FileNotFoundError: [Errno 2] File b'SPI_matches_all.csv' does not exist: b'SPI_matches_all.csv'

# Scrub and Explore the Data
The data was tidied up in the DataCleaning.ipynb Notebook before being imported here. I will continue to tweak and pare the dataset while I explore it more and get ready to model. The line between scrubbing and exploring is blurry at best, and these two stages of the project flow occur simultaneously.  
At the end of this section, the data will be prepared for the modeling phase and ready to be appropriately split.  

In [None]:
club_data.describe()

In [None]:
club_data = club_data.drop(columns="Unnamed: 0")
club_data.head()

In [None]:
match_data = match_data.drop(columns="Unnamed: 0")
match_data.head()

In [None]:
# Looking at the club data description
plt.figure(figsize=(12,12))
ax = sns.heatmap(club_data.describe().transpose(),
           annot=True, linecolor="black",
            linewidth=1, square=True, vmin=0, vmax=1000, 
                 cmap=sns.color_palette("Set2"))
plt.title("Description Heatmap")
bottom, top = ax.get_ylim()
ax.set_ylim(bottom + 0.5, top - 0.5)
plt.show()

In [None]:
# Next I'll look at possible multicollinearity among the features
correlation = match_data.corr()
plt.figure(figsize=(30,30))
ax = sns.heatmap(correlation, annot=True, 
                cmap=sns.color_palette("coolwarm", 7),
                linewidth=1, linecolor="white")
plt.title("Collinearity Between Features")
bottom, top = ax.get_ylim()
ax.set_ylim(bottom + 0.5, top - 0.5)
plt.show()

There are some redundant columns, and others that don't bring much meaningful information for modeling.

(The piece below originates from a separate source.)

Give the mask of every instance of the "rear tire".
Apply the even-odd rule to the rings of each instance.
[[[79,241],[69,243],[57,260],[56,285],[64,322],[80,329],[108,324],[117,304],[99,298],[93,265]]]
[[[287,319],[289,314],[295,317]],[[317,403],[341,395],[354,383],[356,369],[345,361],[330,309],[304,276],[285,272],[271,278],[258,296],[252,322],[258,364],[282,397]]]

I'll continue to pare down this dataset to a manageable level and reduce the number of features.  I want to reduce the number of features for selection in the final deployment so I will be removing all redundant columns, relative importances, NSXG, and all date/time related info.  

In [None]:
match_data_final = match_data[["league_id", "league", "team1", "team2", "spi1", "spi2",
                               "prob1", "prob2", "probtie", "proj_score1", "proj_score2", 
                               "score1", "score2", "xg1", "xg2"]].copy()
match_data_final.head(10)

In [None]:
# another look at collinearity 
sns.set(font_scale=1.7)
correlation = match_data_final.corr()
plt.figure(figsize=(30,30))
ax = sns.heatmap(correlation, annot=True, 
                cmap=sns.color_palette("coolwarm", 7),
                linewidth=1, linecolor="white")
plt.title("Collinearity Between Features")
bottom, top = ax.get_ylim()
ax.set_ylim(bottom + 0.5, top - 0.5)
plt.show()

Due to the close correlation between prob1, prob2 and their respective projected score, I'm going to drop the proj_score1 and proj_score2 columns.  

In [None]:
match_data_final = match_data_final.drop(columns=["proj_score1", "proj_score2"])
match_data_final.head(10)

In [None]:
match_data_final = match_data_final.drop(columns="league_id")
match_data_final

In [None]:
# Removing all rows where the score and xg data is absent
fullscore_data = match_data_final[match_data_final['score1'].notna()]
fullscore_data

In [None]:
# function to loop through df and assign target values
# 0 = draw, 1 = team1(home) win, 2 = team2(away) win
def make_target(df):
    if df['score1'] == df['score2']:
        return 0
    elif df['score1'] > df['score2']:
        return 1
    elif df['score1'] < df['score2']:
        return 2
    else: 
        return 'Undefined'

In [None]:
multiclass_data = fullscore_data.copy()
multiclass_data.head()

In [None]:
multiclass_data['target'] = multiclass_data.apply(make_target, axis=1)
multiclass_data.head()

In [None]:
multiclass_data.target.value_counts()

In [None]:
multiclass_data = multiclass_data.drop(columns="league")

In [None]:
multiclass_data

Due to XG(expected goal) data not being available before the match, I want to remove that as a feature. In the apps final state, I want to be able to prompt a user for: 2 clubs(the SPIs will be stored in a database), probability for Home win, Away win, and draw and create a prediction from that.  

In [None]:
multiclass_data = multiclass_data.drop(columns=["xg1","xg2"])
multiclass_data

In [None]:
# saving this set as the training set for future use and saving the base multiclass_data 
# dataframe in case I make any mistakes and need to revert. 
training_data = multiclass_data.copy()

In [None]:
training_data = training_data.drop(columns=["team1", "team2"])
training_data.head()

In [None]:
club_data.head()

### Visualizations 
#### Target class counts

In [None]:
# First I want to see how many instances of each class we have in the dataset 
plt.figure(figsize=(12,12))
ax = sns.countplot(y = training_data.target, palette="pastel",
                  linewidth=1, edgecolor="black")
for i, j in enumerate(training_data["target"].value_counts().values):
    ax.text(.75, i, j, fontsize=26)
plt.title("Count for target classes in dataset")
labels = ["Draw", "Home Win", "Away Win"]
ax.set_yticklabels(labels)
plt.show();

Looking at the spread, it seems more likely the home team wins, and more likely a match ends with a clear winner than with a draw. 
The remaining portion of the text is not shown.